Edito 34
Nécessité fait loi
Pourquoi tourner autour du pot ? Il y a des réalités économiques et politiques qui ne nécessitent pas de longues analyses pour être comprises : la France, pour préserver et mettre en valeur les monuments appartenant à l'État, n'a plus guère les moyens de ses ambitions. On le savait. Cela se confirme. Il va même falloir s'y habituer. Les professionnels du bâti ancien le vérifient presque chaque jour dans leur travail et dans l'établissement de leurs perspectives de développement.
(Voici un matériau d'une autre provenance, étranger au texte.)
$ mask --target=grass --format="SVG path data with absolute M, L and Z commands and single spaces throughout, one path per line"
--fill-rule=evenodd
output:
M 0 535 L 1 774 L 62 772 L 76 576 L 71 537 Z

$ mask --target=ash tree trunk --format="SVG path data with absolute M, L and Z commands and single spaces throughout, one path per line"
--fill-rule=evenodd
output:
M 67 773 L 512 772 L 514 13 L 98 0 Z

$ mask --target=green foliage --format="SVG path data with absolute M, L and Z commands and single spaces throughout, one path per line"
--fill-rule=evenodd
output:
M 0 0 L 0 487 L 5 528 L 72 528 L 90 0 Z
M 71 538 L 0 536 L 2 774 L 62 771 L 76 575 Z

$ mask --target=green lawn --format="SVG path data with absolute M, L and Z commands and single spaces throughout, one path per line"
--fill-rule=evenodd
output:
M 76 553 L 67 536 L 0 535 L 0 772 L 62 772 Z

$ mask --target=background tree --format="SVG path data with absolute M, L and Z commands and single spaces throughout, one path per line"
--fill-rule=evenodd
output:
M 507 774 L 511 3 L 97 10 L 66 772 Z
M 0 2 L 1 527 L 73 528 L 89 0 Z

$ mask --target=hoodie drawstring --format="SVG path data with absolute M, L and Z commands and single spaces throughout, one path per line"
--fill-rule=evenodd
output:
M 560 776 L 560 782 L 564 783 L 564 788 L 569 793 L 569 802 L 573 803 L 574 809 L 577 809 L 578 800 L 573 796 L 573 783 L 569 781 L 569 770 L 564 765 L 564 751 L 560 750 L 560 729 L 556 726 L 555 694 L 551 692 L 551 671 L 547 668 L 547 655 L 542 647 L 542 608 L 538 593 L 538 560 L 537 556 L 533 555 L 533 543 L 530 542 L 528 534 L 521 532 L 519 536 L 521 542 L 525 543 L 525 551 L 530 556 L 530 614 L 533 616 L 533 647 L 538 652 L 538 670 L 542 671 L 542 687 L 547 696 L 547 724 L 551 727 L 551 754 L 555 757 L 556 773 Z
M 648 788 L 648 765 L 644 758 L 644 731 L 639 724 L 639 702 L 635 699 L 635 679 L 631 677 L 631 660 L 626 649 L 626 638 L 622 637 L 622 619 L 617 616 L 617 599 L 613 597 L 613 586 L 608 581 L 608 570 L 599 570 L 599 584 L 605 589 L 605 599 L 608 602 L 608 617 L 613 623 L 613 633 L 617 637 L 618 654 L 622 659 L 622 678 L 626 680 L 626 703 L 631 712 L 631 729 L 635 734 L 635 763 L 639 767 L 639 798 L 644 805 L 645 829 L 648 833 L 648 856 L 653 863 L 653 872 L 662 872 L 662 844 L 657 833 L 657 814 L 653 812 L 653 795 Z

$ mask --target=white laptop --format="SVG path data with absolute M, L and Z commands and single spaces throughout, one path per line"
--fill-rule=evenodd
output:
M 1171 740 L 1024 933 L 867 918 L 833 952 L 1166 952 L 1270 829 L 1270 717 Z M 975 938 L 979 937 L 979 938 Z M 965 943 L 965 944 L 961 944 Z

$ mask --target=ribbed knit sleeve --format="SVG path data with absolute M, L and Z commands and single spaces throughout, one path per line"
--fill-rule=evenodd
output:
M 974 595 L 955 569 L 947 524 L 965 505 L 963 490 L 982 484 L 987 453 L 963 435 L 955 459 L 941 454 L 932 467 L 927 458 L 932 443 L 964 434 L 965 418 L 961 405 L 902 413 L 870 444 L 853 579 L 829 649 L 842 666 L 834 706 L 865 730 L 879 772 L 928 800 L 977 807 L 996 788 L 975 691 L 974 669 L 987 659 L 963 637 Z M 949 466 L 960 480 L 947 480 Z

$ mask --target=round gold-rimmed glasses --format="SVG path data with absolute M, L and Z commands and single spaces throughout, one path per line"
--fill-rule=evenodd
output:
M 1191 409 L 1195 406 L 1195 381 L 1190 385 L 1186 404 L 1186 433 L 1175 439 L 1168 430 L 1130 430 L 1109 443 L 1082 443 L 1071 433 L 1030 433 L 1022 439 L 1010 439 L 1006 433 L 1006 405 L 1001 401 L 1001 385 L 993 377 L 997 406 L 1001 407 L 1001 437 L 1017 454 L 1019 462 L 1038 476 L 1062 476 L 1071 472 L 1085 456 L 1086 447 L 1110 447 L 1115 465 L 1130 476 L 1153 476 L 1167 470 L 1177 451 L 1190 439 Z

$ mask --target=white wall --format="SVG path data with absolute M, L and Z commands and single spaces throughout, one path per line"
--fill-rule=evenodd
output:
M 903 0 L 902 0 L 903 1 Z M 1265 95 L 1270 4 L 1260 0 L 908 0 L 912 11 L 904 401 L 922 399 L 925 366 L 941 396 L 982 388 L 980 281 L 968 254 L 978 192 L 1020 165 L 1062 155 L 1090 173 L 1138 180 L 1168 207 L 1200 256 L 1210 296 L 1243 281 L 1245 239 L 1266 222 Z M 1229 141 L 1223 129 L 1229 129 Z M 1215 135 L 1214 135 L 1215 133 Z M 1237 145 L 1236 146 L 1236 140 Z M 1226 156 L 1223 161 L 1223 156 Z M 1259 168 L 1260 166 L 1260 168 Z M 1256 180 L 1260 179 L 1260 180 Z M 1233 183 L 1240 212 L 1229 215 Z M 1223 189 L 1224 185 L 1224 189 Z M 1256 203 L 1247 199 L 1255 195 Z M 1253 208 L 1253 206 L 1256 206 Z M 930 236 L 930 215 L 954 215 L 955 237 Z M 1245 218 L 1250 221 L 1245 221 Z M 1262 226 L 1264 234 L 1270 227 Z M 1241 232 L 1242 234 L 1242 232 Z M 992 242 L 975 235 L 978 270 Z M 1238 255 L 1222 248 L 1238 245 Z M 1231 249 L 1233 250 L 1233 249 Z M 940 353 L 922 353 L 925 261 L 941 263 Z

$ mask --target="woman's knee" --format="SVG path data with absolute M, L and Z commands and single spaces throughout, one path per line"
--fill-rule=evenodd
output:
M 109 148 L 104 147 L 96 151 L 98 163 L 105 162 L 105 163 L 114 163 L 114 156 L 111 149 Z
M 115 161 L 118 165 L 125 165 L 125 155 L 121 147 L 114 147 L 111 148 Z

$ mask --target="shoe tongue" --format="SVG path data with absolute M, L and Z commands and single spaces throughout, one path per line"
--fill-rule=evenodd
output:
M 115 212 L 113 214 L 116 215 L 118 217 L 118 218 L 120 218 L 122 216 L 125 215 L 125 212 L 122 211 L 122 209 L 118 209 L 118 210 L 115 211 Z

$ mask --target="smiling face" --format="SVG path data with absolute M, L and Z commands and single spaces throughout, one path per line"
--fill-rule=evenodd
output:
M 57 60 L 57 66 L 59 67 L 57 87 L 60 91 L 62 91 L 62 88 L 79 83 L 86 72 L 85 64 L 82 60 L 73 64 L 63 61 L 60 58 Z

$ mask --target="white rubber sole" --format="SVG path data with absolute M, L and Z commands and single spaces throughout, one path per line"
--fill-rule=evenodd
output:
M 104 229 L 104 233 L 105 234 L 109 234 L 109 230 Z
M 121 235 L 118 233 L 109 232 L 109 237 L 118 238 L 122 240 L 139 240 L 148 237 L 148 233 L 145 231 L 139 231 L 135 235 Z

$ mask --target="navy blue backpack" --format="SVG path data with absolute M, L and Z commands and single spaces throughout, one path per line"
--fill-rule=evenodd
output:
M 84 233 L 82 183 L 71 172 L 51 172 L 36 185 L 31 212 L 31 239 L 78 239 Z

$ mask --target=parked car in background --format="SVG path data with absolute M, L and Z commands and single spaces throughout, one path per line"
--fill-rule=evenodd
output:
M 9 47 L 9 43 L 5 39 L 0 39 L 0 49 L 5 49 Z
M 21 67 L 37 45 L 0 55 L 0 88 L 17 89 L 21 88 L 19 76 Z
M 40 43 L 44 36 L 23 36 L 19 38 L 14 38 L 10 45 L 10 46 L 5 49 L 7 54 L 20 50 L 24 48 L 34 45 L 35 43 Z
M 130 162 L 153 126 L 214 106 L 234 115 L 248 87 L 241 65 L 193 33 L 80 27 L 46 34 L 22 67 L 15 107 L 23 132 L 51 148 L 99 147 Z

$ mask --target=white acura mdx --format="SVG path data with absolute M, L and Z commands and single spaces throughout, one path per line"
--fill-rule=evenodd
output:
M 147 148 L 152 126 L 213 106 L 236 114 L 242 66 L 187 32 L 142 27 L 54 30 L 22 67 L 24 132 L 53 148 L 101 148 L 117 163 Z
Il est donc temps de rappeler que le patrimoine dont l'État est propriétaire ne représente même pas 5 % de la totalité du parc architectural historique classé. Ce n'est évidemment pas une consolation, mais c'est dire que, parallèlement, cette réalité économique tend de plus en plus à faire porter toute l'attention - et tous les espoirs ! - sur les maîtres d'ouvrage privés et les collectivités. Là, malgré toute la complexité des montages financiers à mettre en œuvre et certaines situations administratives déconcertantes, les chantiers s'activent.
Dans ce numéro, l'impressionnante réhabilitation des anciennes Pompes funèbres de Paris transformées en vaste lieu à vocation culturelle (p. 6) ou la poursuite des travaux de renforcement et de remplacement des structures au château de Mesnières-en-Bray après les ravages de l'incendie (p. 27) font écho au dynamisme des entreprises et des passionnés : ouverture d'un centre de formation aux techniques des peintures minérales (p. 24), restaurations touchantes de vérité et d'authenticité dans le bâti rural (p. 37), entre autres nombreuses initiatives réussies.
Il est donc évident que, tant pour les fabricants de matériaux spécialisés que pour les entrepreneurs du secteur, l'avenir est encore et toujours plein de promesses d'activité.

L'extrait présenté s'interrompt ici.